Precious International School of Davao
- Former names: Davao Precious Child Academy
- Motto: Precious in the eyes of God
- Type: Private International School
- Established: June 1999
- Affiliations: Davao Association of Private Schools and Administrators
- Principal: Perla Pichon Kwan
- Location: Santos Cuyugan Rd, Talomo, Davao City, Davao del Sur, 8000, Philippines
- Language: English, Filipino
- Website: pisdavao.com

= Precious International School of Davao =

Private school in Davao City, Philippines

Precious International School of Davao (PISD) is a private academic institution in Matina, Davao City, Philippines.

== History ==
Founded by Perla Pichon Kwan in June 1999 as the Davao Precious Child Academy, the school began with three faculty members, one secretary and 46 enrolees. By the 2015–2016 school year, enrolment had increased to 2000.

In 2005, the school was named "The Most Effective Private Elementary School" in Region XI by the Philippines' Department of Education.
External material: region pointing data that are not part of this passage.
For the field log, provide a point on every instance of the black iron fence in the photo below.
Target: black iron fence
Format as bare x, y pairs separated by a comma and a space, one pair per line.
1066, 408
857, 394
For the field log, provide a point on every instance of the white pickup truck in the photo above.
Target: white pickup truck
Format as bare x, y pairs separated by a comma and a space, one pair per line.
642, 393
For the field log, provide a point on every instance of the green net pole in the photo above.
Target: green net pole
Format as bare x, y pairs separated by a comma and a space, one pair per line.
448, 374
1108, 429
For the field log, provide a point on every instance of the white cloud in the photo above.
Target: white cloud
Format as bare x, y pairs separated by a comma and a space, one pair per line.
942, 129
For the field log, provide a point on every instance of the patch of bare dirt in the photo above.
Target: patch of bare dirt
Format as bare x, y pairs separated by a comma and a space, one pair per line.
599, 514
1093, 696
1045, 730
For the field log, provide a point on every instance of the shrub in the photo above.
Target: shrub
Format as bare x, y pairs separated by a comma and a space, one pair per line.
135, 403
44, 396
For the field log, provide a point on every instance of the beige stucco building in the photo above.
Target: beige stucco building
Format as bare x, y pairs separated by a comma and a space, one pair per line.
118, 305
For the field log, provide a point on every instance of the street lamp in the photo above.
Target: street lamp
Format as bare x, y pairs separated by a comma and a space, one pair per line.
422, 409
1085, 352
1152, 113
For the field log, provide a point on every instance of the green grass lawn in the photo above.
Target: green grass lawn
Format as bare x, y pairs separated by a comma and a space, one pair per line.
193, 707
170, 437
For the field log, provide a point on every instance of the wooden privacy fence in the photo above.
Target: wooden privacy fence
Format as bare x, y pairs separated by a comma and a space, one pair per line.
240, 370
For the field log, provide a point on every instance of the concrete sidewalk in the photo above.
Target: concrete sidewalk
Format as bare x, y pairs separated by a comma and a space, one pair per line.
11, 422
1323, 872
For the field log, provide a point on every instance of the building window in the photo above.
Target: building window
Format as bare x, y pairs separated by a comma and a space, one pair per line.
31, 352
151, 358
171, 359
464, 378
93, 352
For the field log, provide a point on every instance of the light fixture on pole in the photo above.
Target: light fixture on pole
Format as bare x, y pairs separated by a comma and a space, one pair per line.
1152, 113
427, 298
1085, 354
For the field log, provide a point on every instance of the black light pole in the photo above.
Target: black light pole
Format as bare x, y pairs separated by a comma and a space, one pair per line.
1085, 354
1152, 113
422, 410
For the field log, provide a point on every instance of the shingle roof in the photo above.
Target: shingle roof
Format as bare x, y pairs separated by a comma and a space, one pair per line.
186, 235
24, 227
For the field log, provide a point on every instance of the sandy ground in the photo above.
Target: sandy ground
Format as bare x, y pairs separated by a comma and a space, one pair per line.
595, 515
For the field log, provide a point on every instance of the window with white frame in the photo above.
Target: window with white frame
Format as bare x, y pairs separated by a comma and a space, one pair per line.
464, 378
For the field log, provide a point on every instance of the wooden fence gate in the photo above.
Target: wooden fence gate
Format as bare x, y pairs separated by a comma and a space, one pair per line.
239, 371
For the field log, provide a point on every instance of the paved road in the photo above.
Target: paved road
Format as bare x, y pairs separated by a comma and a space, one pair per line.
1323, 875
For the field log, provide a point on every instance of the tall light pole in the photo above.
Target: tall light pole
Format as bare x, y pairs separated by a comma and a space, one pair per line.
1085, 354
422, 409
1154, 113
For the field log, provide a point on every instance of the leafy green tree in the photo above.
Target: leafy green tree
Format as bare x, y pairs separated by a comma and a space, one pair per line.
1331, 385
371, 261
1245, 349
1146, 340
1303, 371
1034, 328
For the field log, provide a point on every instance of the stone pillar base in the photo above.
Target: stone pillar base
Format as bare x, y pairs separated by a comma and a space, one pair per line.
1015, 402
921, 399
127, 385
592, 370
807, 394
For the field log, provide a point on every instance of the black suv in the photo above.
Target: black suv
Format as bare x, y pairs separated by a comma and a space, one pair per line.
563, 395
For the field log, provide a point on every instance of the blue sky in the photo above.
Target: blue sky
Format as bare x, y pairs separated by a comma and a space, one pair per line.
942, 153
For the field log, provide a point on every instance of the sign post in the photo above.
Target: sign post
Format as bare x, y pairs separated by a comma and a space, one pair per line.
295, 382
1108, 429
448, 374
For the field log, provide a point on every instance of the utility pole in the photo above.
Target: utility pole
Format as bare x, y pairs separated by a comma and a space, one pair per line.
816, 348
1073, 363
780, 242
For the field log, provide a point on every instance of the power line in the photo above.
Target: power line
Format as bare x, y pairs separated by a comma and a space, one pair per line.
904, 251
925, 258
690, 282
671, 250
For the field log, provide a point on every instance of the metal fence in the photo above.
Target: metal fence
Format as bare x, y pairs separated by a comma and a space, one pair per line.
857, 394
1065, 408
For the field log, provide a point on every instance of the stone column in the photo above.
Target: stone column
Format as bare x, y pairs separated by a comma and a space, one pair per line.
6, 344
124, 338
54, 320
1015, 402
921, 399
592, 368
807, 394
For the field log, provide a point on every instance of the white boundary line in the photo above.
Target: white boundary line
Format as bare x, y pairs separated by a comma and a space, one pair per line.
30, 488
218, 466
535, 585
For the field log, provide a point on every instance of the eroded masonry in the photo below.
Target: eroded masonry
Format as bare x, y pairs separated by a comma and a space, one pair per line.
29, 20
The following year, a high school campus was completed and in 2015 a preschool campus was opened.

In 2017, a senior high school opened. The school offers three tracks; the Science, Technology, Engineering and Mathematics (STEM) track; Accountancy, Business, and Management (ABM) track; and the Humanities and Social Sciences (HUMSS) track. The school is affiliated with the Davao Association of Private Schools and Administrators.